Finally, make sure pf is added into /etc/rc.conf so that it starts automatically. We could edit rc.conf manually, or simply issue the following command and save a step:

echo pf_enable="YES" >> /etc/rc.conf

Either reboot for the changes to take effect, or simply issue the following command to start pf for the first time without rebooting:

/etc/rc.d/pf start

Note that we are using pf's excellent table command, which allows us to load a set of IP addresses to block from the /etc/blocked.txt file. This file can contain a list of individual IP addresses or a range of addresses in CIDR notation, one entry per line, in any combination. It is a great way to use geographic IP filtering at the firewall if, for example, your business does not require anyone from Asia to access your server but you see many web-based attacks from Asian IP addresses when you read your Apache logs.

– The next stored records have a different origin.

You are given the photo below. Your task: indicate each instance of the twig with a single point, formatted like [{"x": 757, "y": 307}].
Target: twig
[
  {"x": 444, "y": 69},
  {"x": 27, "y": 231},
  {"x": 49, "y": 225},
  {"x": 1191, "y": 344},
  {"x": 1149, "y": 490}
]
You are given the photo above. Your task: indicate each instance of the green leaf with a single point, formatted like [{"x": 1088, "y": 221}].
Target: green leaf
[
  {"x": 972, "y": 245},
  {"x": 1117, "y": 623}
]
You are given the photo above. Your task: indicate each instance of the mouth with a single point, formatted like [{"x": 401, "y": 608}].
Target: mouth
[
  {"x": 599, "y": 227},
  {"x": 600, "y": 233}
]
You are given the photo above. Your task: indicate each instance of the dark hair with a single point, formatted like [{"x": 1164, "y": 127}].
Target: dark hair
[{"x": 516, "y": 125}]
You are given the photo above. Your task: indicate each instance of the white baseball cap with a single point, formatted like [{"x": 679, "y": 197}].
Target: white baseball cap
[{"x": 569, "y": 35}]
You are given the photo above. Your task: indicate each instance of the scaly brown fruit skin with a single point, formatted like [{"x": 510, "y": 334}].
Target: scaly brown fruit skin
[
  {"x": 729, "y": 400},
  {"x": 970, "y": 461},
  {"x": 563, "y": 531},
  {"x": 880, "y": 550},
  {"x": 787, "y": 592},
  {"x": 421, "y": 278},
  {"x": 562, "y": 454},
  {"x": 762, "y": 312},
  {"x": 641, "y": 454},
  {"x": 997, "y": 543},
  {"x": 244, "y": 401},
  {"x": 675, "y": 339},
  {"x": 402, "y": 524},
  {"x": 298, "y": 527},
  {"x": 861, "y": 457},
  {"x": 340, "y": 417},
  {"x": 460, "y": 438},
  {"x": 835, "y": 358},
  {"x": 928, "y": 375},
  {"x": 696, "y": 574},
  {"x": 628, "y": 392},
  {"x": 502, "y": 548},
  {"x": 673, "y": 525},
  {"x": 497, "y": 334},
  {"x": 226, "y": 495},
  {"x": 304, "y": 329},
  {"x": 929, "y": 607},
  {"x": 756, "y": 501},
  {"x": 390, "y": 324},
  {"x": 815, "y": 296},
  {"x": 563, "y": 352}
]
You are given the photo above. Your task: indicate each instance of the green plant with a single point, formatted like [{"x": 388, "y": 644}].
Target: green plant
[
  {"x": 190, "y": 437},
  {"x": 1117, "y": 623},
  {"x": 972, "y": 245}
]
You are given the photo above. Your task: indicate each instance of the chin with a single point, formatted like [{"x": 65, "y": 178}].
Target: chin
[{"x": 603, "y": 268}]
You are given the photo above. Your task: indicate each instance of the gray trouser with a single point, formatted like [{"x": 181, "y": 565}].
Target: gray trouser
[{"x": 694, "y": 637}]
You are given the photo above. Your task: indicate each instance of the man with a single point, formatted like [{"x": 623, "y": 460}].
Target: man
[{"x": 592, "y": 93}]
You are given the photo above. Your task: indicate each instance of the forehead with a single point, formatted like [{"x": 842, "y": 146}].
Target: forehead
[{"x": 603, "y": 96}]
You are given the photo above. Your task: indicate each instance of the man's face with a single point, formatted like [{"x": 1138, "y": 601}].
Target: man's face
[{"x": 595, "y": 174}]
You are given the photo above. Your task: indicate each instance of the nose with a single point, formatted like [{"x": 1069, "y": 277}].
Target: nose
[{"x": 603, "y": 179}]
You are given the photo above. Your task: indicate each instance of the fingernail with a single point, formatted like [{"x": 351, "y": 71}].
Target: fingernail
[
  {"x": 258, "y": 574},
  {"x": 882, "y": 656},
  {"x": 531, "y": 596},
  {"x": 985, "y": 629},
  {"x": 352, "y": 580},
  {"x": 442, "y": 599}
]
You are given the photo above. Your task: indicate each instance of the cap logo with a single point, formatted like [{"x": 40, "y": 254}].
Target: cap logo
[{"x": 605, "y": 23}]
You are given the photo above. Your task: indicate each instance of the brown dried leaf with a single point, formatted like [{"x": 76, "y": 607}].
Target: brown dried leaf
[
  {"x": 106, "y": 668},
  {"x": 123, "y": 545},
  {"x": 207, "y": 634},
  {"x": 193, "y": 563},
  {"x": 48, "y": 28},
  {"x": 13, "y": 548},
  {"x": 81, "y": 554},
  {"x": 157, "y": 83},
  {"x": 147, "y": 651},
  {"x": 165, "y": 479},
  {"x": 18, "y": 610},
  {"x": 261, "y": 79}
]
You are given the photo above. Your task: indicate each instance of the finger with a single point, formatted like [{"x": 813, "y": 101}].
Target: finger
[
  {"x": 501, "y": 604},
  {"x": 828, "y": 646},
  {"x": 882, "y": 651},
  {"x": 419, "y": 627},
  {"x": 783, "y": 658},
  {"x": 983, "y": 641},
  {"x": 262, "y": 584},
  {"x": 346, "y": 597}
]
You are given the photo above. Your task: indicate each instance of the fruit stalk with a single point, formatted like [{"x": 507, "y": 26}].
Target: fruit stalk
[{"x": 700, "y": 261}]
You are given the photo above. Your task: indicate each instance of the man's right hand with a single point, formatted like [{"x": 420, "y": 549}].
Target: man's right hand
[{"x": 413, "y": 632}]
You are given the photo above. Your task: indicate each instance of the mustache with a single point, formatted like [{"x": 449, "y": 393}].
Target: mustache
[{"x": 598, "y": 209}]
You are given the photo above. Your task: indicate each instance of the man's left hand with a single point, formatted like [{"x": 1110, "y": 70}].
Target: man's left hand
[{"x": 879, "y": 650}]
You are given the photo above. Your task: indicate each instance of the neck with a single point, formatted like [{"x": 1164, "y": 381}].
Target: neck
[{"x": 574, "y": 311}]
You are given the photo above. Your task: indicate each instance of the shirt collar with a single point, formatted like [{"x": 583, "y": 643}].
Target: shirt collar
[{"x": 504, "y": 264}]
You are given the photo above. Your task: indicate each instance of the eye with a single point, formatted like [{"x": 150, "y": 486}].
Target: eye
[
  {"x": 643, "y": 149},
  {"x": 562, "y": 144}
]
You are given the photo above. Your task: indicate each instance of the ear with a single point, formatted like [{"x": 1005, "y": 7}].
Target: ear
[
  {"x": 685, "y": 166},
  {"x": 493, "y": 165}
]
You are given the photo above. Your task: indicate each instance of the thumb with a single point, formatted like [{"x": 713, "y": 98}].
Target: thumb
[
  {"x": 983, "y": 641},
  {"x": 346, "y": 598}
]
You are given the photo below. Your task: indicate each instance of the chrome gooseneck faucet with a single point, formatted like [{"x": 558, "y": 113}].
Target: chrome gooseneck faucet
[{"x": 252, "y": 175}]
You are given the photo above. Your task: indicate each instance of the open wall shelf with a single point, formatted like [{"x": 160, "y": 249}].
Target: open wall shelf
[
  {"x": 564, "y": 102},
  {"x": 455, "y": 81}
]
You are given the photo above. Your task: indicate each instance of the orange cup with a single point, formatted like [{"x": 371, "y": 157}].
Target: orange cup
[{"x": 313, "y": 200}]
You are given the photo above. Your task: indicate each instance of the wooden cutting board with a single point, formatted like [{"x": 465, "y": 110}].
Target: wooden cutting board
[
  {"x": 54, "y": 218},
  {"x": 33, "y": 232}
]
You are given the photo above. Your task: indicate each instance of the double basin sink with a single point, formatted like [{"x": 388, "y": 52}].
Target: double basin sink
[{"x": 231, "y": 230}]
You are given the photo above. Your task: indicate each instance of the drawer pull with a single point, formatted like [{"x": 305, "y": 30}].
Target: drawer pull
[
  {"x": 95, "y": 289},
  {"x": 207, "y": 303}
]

In our ruleset above, if we had used rdr pass and nat pass instead of just rdr or nat, the redirection and nat rules would be performed without any filtering. In our case, we do want to filter requests that are sent to the jail, particularly the set of addresses in the table. The bonus is that the table filtering will work for services on both the virtualized jail and the host.

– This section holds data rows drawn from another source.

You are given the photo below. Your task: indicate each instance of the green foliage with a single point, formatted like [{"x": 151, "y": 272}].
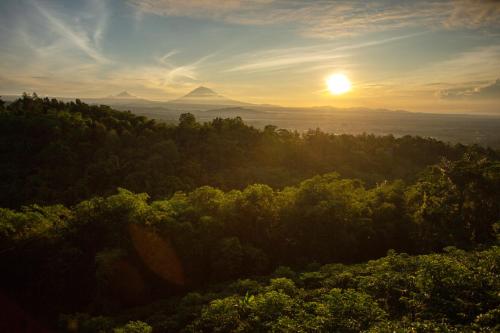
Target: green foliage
[
  {"x": 134, "y": 327},
  {"x": 187, "y": 258},
  {"x": 56, "y": 152}
]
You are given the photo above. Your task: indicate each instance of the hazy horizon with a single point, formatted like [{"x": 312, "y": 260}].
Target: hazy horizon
[{"x": 426, "y": 56}]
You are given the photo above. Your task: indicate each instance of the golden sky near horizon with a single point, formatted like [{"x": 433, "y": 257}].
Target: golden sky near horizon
[{"x": 437, "y": 56}]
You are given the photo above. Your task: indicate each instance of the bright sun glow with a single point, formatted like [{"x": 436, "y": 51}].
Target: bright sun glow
[{"x": 338, "y": 84}]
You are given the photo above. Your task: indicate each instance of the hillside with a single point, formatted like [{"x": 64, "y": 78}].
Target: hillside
[{"x": 118, "y": 223}]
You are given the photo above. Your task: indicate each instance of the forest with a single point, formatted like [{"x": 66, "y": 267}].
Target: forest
[{"x": 112, "y": 222}]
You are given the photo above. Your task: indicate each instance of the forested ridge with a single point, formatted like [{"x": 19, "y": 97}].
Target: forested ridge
[
  {"x": 116, "y": 223},
  {"x": 56, "y": 152}
]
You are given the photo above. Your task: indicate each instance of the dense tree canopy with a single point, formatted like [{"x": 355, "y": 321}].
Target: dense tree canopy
[
  {"x": 55, "y": 152},
  {"x": 220, "y": 227}
]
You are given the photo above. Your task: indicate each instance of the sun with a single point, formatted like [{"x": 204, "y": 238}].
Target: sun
[{"x": 338, "y": 84}]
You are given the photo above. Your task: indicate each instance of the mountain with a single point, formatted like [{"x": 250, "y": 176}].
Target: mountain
[{"x": 205, "y": 98}]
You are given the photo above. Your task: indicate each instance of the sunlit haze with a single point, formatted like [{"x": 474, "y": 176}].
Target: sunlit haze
[{"x": 430, "y": 56}]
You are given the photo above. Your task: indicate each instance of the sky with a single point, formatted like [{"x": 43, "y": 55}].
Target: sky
[{"x": 430, "y": 56}]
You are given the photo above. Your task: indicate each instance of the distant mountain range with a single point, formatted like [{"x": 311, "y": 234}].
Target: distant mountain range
[{"x": 206, "y": 104}]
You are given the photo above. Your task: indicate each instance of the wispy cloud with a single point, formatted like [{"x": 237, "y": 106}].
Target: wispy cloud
[
  {"x": 289, "y": 57},
  {"x": 331, "y": 19},
  {"x": 79, "y": 39},
  {"x": 482, "y": 92}
]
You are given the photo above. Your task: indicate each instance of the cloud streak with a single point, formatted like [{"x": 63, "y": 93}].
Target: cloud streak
[
  {"x": 331, "y": 19},
  {"x": 77, "y": 38},
  {"x": 289, "y": 57}
]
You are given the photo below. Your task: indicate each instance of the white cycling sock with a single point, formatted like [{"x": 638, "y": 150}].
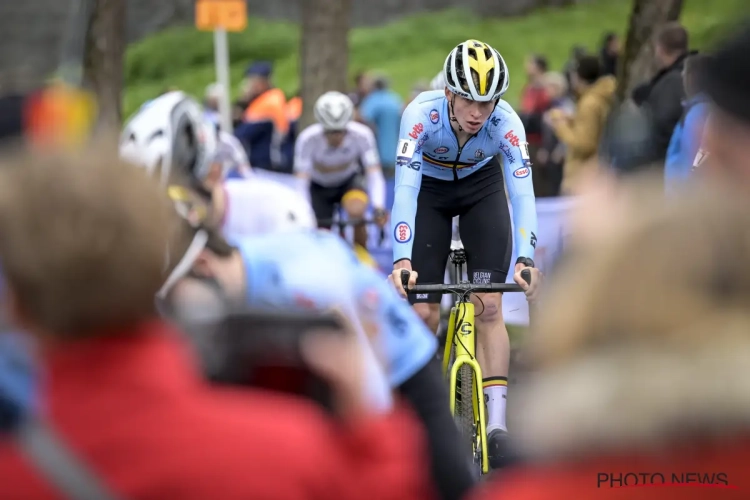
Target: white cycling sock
[{"x": 495, "y": 396}]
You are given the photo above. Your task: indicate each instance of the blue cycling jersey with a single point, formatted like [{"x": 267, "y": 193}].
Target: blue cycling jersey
[
  {"x": 288, "y": 271},
  {"x": 428, "y": 146}
]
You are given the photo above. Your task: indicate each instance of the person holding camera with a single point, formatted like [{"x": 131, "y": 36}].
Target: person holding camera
[
  {"x": 83, "y": 256},
  {"x": 287, "y": 272}
]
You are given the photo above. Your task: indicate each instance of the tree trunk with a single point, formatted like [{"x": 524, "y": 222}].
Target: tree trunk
[
  {"x": 103, "y": 62},
  {"x": 637, "y": 63},
  {"x": 324, "y": 51}
]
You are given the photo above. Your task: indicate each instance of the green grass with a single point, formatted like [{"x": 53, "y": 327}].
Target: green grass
[{"x": 408, "y": 51}]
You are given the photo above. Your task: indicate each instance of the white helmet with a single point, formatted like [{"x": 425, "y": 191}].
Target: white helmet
[
  {"x": 334, "y": 110},
  {"x": 476, "y": 71},
  {"x": 438, "y": 83},
  {"x": 169, "y": 135}
]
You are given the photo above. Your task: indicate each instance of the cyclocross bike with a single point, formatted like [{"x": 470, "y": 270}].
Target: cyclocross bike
[{"x": 460, "y": 364}]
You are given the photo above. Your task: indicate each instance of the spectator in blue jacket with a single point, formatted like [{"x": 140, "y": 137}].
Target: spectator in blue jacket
[
  {"x": 687, "y": 134},
  {"x": 381, "y": 109}
]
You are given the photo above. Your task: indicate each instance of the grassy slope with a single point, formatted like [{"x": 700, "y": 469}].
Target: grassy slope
[{"x": 409, "y": 50}]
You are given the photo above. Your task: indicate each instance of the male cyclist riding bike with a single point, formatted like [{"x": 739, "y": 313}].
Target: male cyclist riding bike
[
  {"x": 288, "y": 271},
  {"x": 445, "y": 168}
]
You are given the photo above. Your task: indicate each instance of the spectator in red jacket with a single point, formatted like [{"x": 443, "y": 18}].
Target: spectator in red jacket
[
  {"x": 83, "y": 254},
  {"x": 640, "y": 373}
]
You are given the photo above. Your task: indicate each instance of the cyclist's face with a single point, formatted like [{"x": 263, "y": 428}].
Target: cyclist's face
[
  {"x": 471, "y": 115},
  {"x": 335, "y": 137}
]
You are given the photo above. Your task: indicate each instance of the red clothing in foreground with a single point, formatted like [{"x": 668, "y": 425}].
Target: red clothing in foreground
[
  {"x": 579, "y": 481},
  {"x": 139, "y": 414}
]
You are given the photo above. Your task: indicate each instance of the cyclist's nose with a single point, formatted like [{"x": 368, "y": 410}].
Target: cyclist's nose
[{"x": 475, "y": 110}]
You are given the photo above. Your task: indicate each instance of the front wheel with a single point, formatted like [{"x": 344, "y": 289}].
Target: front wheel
[{"x": 465, "y": 418}]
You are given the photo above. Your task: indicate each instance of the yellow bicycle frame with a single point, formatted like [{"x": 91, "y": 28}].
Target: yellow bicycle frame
[{"x": 466, "y": 355}]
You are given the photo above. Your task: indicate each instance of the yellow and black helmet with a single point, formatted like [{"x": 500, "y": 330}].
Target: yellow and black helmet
[{"x": 476, "y": 71}]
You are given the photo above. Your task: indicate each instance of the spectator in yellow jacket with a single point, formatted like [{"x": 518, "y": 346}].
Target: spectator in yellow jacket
[{"x": 582, "y": 131}]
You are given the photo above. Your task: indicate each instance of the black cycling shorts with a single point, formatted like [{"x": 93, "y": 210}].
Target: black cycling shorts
[
  {"x": 325, "y": 199},
  {"x": 484, "y": 223}
]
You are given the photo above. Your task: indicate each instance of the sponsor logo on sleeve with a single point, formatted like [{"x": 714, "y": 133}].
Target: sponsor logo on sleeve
[
  {"x": 522, "y": 172},
  {"x": 421, "y": 142},
  {"x": 482, "y": 277},
  {"x": 524, "y": 147},
  {"x": 416, "y": 130},
  {"x": 402, "y": 232},
  {"x": 512, "y": 138},
  {"x": 508, "y": 153},
  {"x": 404, "y": 152}
]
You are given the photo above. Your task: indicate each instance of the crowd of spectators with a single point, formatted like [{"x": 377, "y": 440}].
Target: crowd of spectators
[{"x": 566, "y": 113}]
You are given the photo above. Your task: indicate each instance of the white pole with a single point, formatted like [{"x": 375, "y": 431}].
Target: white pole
[{"x": 221, "y": 57}]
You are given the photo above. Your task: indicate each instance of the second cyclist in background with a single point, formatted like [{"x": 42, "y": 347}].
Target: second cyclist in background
[{"x": 331, "y": 154}]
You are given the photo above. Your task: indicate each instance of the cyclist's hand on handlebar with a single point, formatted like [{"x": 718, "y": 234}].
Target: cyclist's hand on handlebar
[
  {"x": 395, "y": 276},
  {"x": 531, "y": 290}
]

5. Setup a virtualized jail environment

A jail / CHROOT environment helps limit the impact of a server compromise by separating the web server from the main system. In the event of an incident where a web application vulnerability is exploited, we can be reasonably confident that the damage will be limited to the web server's jail. FreeBSD's jail capabilities extend well beyond simple CHROOT and provides virtualized environments that can interact with users on the Internet without exposing access to the host server in the event of a compromise. Later in this article, we'll also add a file integrity monitor to watch for unexpected changes in the jail so we'll know if a web application was compromised.

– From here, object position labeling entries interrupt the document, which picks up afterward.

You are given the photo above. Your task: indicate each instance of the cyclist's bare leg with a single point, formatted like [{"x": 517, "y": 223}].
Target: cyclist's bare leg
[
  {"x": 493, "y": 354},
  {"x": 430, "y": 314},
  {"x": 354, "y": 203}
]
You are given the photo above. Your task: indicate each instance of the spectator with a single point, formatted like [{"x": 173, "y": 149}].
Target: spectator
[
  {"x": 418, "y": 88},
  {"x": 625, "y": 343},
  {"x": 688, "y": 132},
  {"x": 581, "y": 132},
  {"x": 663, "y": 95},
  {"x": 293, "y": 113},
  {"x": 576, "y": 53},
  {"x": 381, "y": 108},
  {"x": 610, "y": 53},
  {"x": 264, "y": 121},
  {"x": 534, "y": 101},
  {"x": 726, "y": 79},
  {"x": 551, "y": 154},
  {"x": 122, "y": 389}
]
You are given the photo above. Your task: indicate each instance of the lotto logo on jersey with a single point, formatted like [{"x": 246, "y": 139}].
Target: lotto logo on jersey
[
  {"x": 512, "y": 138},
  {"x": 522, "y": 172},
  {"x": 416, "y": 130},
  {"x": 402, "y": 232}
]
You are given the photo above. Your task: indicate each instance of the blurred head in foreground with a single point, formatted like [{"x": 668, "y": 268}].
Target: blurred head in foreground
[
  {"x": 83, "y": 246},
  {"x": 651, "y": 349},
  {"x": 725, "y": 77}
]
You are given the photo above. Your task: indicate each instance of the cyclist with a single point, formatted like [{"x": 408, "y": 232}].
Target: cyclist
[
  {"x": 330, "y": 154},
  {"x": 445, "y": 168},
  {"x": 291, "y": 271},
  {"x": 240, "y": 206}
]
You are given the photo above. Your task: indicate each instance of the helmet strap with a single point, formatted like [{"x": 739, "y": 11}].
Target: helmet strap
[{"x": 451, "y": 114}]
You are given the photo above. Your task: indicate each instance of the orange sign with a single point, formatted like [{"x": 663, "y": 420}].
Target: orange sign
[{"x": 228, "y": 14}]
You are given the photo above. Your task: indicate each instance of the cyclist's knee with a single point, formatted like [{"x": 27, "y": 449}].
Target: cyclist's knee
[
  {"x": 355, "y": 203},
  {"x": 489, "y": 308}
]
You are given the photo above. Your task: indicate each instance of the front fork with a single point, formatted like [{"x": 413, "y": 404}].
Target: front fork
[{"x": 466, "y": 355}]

We'll use the ezjail tool to help create our jail environment, because it greatly simplifies the process and makes running multiple jails easy and resource-friendly.

cd /usr/ports/sysutils/ezjail/

make install clean

cp /usr/local/etc/ezjail.conf.sample /usr/local/etc/ezjail.conf

Edit the /usr/local/etc/ezjail.conf file and adjust as required. For our simple purposes, most of the defaults will be fine. You may want to change some of the defaults such as the jail locations, normally found in /usr/jails. Now install the base jail using the following command. 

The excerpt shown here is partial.